Stoisits: Strasser versagt politisch wie organisatorisch

Ein Mangel jagt den nächsten bei Umsetzung von neuem Asylgesetz

OTS (Wien) - "Bei der Umsetzung des neuen Asylgesetzes jagt ein Mangel den nächsten. BM Strasser hat die Bundesländer bei der Vorbereitung auf die Unterbringung von AsylwerberInnen nicht nur im Stich gelassen, sondern ihnen mit seinem Freibrief für ein Bürgermeister-Veto noch einen zusätzlichen Bärendienst erwiesen", erklärt die Menschrechtssprecherin der Grünen, Terezija Stoisits, und weiter: "Der Innenminister versagt nicht nur auf politischer, sondern auch auf organisatorischer Ebene. Sein zynisches Spiel mit der Hilfsbereitschaft der ÖsterreicherInnen, mit der Gesundheit von Flüchtlingen und mit der Geduld der Hilfsorganisationen schreit zum Himmel."

Strassers heutige Rechtfertigung für das Bürgermeister-Veto, dass ansonsten Ängste geschürt worden wären, komme einer Strategie a la ‚Haltet den Dieb’ gleich.
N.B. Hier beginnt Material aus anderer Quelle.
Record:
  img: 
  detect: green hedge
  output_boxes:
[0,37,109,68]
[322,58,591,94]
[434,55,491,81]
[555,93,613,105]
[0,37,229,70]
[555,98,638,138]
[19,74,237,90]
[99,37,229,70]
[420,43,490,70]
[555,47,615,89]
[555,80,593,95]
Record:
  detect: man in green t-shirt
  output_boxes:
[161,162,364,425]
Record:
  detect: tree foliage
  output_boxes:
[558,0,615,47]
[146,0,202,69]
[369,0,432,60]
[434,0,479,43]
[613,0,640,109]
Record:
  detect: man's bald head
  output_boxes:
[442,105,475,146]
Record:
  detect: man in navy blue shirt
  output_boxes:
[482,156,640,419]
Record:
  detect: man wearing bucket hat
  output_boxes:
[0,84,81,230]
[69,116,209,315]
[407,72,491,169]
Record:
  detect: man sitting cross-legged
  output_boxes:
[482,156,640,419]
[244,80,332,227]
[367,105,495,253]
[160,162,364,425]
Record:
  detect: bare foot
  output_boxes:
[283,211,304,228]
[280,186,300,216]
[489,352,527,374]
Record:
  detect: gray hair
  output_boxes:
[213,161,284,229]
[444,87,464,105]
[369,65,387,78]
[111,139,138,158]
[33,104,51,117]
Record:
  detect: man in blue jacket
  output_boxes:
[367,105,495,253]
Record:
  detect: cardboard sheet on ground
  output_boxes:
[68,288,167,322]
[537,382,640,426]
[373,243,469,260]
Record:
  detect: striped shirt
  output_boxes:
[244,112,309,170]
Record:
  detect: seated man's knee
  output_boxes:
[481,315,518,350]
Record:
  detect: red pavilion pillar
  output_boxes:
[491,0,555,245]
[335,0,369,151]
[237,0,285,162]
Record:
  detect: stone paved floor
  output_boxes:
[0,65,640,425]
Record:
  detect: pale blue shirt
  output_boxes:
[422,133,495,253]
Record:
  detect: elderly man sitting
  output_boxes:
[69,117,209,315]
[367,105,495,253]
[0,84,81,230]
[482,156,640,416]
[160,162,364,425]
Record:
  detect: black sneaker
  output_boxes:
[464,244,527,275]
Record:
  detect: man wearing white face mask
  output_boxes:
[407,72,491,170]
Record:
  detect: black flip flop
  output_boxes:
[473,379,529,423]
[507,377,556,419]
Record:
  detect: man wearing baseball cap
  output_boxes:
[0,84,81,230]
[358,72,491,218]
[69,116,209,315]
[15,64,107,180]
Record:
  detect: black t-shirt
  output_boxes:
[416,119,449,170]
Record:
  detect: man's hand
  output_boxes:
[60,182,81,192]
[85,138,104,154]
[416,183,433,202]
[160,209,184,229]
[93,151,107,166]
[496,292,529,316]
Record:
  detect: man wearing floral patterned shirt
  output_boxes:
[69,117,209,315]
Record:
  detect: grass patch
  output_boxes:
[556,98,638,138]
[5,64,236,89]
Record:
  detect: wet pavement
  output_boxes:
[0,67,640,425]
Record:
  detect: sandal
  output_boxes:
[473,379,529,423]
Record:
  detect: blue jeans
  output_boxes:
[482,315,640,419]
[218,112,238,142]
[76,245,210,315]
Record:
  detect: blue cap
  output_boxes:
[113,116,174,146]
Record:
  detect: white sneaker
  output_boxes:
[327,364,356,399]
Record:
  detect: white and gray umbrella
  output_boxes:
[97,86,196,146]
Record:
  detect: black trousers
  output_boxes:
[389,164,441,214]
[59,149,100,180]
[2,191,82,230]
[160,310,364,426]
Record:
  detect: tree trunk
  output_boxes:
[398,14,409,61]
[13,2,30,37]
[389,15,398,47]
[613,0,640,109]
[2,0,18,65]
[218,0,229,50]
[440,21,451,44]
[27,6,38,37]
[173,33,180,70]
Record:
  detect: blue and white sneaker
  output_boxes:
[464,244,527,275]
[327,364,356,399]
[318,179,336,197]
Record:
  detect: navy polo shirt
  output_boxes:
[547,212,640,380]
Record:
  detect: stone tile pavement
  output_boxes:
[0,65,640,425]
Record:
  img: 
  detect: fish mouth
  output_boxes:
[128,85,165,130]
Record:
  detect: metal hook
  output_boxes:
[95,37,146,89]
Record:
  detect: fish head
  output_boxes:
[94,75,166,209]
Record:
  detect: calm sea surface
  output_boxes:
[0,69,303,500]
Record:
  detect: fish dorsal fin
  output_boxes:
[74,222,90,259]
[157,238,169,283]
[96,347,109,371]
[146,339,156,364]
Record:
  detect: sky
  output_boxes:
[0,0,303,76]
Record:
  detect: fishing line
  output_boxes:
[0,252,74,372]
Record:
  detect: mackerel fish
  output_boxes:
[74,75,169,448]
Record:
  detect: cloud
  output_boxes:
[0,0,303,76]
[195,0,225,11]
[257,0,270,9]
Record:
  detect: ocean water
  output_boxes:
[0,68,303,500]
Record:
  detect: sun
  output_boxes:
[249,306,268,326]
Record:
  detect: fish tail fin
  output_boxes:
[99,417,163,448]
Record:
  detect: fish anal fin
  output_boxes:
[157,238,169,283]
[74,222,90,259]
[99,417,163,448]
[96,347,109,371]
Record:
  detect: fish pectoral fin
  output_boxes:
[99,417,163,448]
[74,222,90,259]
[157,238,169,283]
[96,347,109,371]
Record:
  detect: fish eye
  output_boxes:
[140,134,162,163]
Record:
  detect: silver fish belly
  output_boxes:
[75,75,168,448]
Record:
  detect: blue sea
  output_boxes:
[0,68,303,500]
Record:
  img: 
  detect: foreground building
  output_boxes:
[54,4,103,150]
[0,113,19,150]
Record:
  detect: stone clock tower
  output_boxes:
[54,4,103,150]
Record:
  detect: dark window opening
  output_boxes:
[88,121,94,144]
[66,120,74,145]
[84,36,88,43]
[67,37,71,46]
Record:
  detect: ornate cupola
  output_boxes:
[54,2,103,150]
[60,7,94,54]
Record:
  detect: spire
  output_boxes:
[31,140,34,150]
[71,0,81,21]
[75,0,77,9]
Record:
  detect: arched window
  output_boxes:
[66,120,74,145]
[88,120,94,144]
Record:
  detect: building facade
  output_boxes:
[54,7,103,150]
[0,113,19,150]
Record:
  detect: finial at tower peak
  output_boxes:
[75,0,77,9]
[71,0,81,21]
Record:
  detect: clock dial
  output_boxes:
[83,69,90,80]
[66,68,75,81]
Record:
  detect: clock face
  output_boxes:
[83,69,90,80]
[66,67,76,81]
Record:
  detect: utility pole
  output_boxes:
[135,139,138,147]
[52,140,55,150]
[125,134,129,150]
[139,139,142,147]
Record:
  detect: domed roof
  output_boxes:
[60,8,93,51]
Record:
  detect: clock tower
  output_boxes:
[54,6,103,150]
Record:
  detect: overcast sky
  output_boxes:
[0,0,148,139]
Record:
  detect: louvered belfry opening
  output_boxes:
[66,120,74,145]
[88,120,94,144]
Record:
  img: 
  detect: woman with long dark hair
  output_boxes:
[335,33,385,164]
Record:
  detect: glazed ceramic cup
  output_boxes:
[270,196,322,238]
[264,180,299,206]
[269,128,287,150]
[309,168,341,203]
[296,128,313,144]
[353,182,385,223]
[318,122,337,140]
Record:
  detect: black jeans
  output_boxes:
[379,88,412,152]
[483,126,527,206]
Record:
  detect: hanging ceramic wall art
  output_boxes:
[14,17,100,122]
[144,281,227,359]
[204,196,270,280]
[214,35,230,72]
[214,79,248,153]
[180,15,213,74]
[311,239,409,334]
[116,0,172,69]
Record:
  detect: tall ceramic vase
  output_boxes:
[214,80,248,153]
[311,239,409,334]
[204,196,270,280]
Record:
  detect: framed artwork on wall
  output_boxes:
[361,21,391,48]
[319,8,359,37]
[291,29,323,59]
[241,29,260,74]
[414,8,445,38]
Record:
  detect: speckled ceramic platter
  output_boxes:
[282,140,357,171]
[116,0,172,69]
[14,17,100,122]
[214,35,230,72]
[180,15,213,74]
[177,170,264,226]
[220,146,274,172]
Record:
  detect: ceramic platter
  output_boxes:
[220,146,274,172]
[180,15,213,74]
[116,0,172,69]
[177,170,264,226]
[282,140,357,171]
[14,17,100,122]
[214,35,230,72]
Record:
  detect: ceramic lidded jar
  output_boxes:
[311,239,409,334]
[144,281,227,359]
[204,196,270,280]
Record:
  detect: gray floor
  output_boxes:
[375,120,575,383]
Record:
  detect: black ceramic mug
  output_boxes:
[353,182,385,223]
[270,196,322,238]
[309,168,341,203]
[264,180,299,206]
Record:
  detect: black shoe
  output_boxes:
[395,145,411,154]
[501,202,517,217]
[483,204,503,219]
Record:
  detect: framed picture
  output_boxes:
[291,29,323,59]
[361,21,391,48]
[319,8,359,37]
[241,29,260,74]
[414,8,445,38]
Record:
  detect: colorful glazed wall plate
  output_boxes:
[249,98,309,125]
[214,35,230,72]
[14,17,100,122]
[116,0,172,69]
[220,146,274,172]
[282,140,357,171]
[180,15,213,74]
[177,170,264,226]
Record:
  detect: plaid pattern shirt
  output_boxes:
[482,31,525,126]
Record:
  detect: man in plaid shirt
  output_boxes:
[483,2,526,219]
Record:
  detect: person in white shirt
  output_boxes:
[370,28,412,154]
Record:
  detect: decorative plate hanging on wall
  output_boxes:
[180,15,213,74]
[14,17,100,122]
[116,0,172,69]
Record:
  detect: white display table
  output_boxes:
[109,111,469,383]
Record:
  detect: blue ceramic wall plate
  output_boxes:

Dass nach eigenen Angaben des Innenministers die Umsetzung des neuen Asylgesetzes jedenfalls bis September dauern werde, entspreche einem Schuldeingeständnis des eigenen Versagens: "Strasser hatte über ein halbes Jahr Zeit, die reibungslose Umsetzung der neuen Bestimmungen vorzubereiten", so Stoisits. Sie verweist in diesem Zusammenhang nur auf ein Beispiel: Mit nur einer Woche Einschulung müssten künftig vormalige Zoll- oder GendarmeriebeamtInnen über Verfolgung oder Nichtverfolgung von Menschen entscheiden. Das sei eine Zumutung für die 60 neuen AsylbeamtInnen (die so genannten EntscheiderInnen).

Durch das neue Asylgesetz sei weiters zu befürchten, dass Verfolgte vor Ende der Überprüfung ihrer Berufung in ein anderes Land zurückgeschoben würden, und somit Gefahr laufen, schlussendlich in die Verfolgungsländer abgeschoben zu werden. Diese Befürchtung wird von vielen ExpertInnen, insbesondere auch vom UNHCR, geteilt. "Die Praxis des neuen Asylgesetzes wird mit Argusaugen zu beobachten sein", so Stoisits abschließend.